Our Lives

He’ll have his say no matter how long it takes

Published: September 22, 2012 

“A quick fyi,” began one of the paragraphs in my friend’s email. Just telling me what she’d heard. She’s smart enough to understand that sometimes people have to know what they don’t really want to know.

I read it through to the end, then read it a few more times, looking for hidden meanings, subtle implications. Nope, none. I recognized the queasy tightness in my guts – back again. I asked myself what I should do, and of course there was nothing to do. Dark outside. I went to bed. This was Nov. 10.

The next day at work I couldn’t stop thinking about it. I wasn’t sure how I felt. Numb, I guess. I went through my routine obliviously. I have always been a little horrified at how easy that is, what a small amount of self it takes to keep a person moving through the world, making decisions, engaging in small talk. As if the rest served no purpose.

That night I read the email several more times. I thought about defeat, and loss, and my inability to change the situation. Then I began working on my response.

I started out rationally enough, but the more I typed, the more fervent I became. I wasn’t numb anymore. I was upset. And then I moved past upset and became angry. Violently angry. But my violence was aimed solely at the keyboard. I was lashing out. I was exacting revenge.

When I was done I had produced a hysterical, semi-coherent, profanity-laced rant, more than 3,000 words long.
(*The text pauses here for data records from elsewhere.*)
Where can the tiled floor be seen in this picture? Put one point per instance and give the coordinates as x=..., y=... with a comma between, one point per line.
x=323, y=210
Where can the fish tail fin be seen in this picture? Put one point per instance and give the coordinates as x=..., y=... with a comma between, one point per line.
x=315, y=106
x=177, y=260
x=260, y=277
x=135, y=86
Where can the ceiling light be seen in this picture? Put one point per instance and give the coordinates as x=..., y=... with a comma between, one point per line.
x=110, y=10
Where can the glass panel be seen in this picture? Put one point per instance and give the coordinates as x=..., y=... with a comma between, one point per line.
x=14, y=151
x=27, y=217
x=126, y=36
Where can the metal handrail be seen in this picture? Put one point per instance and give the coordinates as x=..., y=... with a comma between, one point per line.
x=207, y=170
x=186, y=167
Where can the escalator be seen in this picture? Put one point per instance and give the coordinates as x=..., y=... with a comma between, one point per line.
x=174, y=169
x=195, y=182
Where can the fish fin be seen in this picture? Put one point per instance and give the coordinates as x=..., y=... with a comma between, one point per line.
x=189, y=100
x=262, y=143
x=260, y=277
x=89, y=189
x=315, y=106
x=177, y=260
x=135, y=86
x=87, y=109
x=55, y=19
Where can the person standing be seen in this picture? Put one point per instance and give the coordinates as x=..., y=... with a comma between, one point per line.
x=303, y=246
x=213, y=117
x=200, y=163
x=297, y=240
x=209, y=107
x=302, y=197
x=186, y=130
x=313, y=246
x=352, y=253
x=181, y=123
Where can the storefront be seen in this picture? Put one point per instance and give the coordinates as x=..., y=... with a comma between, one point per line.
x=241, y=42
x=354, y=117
I clicked ‘Send’ with a kind of self-destructive triumph. Few people have defamed themselves so thoroughly.

My friend took it pretty well. She emailed me back a few days later. “Hopefully that did you some good.”

Had it? I had expected it to. Get everything out of my system, I had thought, and then I could go on with my life. But I didn’t feel any different.

Why had I written that email? To have my say. Not to make things better, but just to state, for the record, what I thought about the situation, and, while I was at it, the world. Sometimes an immense satisfaction can be gained from that. I had done this, hadn’t I? I should feel better, shouldn’t I?

I went back and read what I’d written. I found myself disappointed. I’d glossed over a lot of important points. I’d failed to make certain distinctions. Also, the tone was wrong. This was only a clumsy approximation of what I thought.

I started fixing it.

The anger I had felt didn’t go away, but it receded enough that I could be rational again. What did I think about the situation? That turned out to be a much harder question than I’d realized. Aside from denouncing failure and unhappiness, what was there? The best way, sometimes, is to just write, let your thoughts go wherever they’ll go, and not worry about the end result. I did this all through January and February. My thoughts clarified. When I finished, in March, I had 60,000 unfettered words, begging for structure.

That required changing things around. I messed with the order of events. And not only the order, but the events themselves. Some I omitted, some I altered, some I made up out of thin air. I did this with a clear conscience, convinced that I was being no less honest for it. With so few words in our language to express human emotion, and those being mostly rather blunt, distortion is often the only way to indicate a precise feeling.

My third draft of that rage-filled email is approaching 75,000 words, and it’s nowhere near done. I always carry a notepad in case something suddenly occurs to me, some additional point I need to make. This happens a lot.

Humor, heroism and art are the only tools we mortals have for turning defeat into victory. I expect to be working on this project for another year, at least. It dominates a large part of my thoughts and my free time. When I’ve finally finished, and every comma is in place, and every word is the exact one I want, and I’ve achieved the effect I wanted to achieve, then I will be able to stop. Then I’ll have had my say.